By TERRY LINDQUIST
For The Beachcomber
As we say goodbye to 2008, I thought it appropriate to talk about how far we’ve come as a school district this year and to touch upon where we want to go as stewards of tomorrow.
Today, the community clearly supports the school district. In a recent random telephone survey of Island residents (commissioned by the school board to assess the community’s attitude toward a potential capital bond), nearly 75 percent graded our schools’ performances an A or B, and 76 percent rated the quality of programs we offer an A or B. These scores are more than 25 points higher than the average rating of school districts in this state.
In addition, scores for how the district manages it funds exceeded the state average by 10 points, and, very importantly, the strongest support for our schools from any demographic group came from our parents. This kind of support doesn’t come easily. Thank you.
In 2009, there is more important work to be done. The school board is facing three critical decisions that will affect our future: Finding a new superintendent; balancing a budget during a financial crisis; and passing a bond to renovate our schools — all issues that require thoughtful solutions.
We’ve heard the lament before — especially when the economy is struggling or a state budget crisis looms — that we need “better leadership.” And certainly in some cases that may be true. Peter Block in his book, “Stewardship, Choosing Service over Self Interest,” suggests that when we talk about the need for leadership maybe we’re really seeking “stewardship.” Block describes stewards as “those who see beyond the political ramifications and limitations and instead choose a course of action which best serves the next generation to come, … those (who) will follow us on the trail.” Put another way, he describes stewardship as “holding something in trust for another.”
There is a wonderful story of three travelers who were making their way across the countryside. They came upon a well-worn, rickety rope bridge hanging across a ravine that fortunately held together long enough for each of them to make their way safely across. A short while later on their trek, two of the travelers noticed that the last of them to cross was nowhere to be seen. Backtracking on the trail, they came across their companion busily at work, repairing and rebuilding the rope bridge.
Securing and strengthening the bridge for all who would come behind on the trail: a simple concept really, but a very powerful one as well.
Think of the powerful impact that this concept can have if we unite our Vashon community to move forward on the initiatives we have started: a strategic plan, curriculum alignment, sustained professional development, a balanced budget, model policies, multi-year labor agreements and a renovated high school.

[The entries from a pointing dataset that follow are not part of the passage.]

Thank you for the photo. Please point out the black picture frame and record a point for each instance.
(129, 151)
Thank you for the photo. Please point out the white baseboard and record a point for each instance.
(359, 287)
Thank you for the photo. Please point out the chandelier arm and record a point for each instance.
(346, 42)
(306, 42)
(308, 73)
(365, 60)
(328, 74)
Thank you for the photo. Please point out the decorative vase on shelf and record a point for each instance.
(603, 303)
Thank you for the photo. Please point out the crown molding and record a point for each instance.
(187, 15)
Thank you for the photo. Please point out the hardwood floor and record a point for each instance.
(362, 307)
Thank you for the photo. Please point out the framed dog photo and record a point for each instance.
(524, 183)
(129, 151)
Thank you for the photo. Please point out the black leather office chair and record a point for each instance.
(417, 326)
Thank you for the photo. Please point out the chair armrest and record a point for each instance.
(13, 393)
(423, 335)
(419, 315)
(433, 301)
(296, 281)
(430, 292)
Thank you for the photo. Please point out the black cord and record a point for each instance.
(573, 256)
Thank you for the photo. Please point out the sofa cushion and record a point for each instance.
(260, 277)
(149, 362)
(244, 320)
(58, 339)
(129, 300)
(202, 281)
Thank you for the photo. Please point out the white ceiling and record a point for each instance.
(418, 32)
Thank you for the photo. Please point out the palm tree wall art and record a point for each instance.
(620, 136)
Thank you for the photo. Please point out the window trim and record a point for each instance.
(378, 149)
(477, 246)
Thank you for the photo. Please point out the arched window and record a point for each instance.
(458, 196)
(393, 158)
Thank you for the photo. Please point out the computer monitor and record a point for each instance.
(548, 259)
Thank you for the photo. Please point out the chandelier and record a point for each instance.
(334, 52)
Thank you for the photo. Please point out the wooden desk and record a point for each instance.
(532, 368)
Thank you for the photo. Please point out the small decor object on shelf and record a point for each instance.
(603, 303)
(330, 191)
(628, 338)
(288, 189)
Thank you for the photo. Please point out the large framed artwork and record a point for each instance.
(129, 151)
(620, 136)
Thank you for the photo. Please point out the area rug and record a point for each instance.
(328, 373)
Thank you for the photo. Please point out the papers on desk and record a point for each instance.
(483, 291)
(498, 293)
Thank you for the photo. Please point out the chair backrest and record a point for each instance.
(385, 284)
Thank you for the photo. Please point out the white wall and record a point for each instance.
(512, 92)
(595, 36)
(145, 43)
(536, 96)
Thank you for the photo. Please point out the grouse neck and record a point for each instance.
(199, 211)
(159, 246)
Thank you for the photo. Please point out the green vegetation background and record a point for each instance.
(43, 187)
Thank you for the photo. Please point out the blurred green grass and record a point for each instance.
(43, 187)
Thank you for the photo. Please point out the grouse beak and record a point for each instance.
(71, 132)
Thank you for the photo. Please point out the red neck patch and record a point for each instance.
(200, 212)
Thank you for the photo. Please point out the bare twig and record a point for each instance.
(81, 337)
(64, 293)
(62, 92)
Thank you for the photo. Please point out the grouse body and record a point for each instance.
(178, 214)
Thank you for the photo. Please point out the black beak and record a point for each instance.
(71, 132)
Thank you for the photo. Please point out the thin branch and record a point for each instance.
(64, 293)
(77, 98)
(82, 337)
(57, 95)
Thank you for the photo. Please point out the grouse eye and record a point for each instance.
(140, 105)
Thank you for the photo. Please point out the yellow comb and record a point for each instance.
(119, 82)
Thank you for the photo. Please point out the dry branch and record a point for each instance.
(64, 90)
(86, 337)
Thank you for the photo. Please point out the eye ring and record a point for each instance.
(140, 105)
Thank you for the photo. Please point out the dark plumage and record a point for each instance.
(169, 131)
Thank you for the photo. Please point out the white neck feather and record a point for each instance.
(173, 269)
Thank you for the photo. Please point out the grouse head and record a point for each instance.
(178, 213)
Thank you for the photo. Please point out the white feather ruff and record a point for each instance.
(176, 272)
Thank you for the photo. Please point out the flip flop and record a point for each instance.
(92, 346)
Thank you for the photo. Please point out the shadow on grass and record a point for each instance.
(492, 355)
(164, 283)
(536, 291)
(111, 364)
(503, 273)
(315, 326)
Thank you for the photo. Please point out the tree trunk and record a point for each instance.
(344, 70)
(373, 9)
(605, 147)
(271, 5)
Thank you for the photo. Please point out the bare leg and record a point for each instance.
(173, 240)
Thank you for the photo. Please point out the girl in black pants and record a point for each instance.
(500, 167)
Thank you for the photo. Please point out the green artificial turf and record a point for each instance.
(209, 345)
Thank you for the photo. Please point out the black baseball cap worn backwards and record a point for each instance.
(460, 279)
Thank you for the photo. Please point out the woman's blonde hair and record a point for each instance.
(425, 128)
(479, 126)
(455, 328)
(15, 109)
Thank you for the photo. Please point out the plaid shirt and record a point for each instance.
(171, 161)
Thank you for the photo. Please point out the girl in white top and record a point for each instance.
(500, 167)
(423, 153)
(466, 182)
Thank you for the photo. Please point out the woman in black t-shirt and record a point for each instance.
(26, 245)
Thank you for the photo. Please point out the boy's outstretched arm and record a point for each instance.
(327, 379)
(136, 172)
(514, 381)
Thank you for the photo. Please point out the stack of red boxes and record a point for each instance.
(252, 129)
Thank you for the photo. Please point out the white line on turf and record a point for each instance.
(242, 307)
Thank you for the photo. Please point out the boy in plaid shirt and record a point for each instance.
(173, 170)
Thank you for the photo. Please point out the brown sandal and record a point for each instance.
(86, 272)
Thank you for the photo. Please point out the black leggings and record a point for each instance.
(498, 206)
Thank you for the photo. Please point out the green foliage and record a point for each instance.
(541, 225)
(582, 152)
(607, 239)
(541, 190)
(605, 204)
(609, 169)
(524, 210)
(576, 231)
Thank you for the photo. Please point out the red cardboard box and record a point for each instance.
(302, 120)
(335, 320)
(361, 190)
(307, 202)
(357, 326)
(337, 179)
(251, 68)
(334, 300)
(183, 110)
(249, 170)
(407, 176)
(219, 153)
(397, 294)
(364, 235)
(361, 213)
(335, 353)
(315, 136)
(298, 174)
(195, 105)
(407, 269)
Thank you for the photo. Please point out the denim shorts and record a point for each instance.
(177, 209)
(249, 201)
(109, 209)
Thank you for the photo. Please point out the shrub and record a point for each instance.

Consider for just a moment the positive generation we could nurture to become our future leaders, our “stewards” of tomorrow. One thing is for certain: There will always be daunting challenges and difficult decisions for our children and our future leaders. They will also likely face similar budgetary crises and economic realities as well as a host of societal challenges.
Maybe the fundamental question is, “What do we want for those who would follow behind?” Are we content to simply cross this bridge, or are we concerned about the condition of the bridge for those who will walk behind us? Maybe the answer to that question, and for many of the challenges we face today, is in actuality the difference between leadership and stewardship.
There is no doubt that we face challenging times and problems. However, as a school system and as a community we are, I believe, up to the task. In the words of President-elect Obama, “Yes, we can.”
Thank you, Vashon, for your caring support. Let’s build a bridge.
— Terry Lindquist is the superintendent of the Vashon Island School District.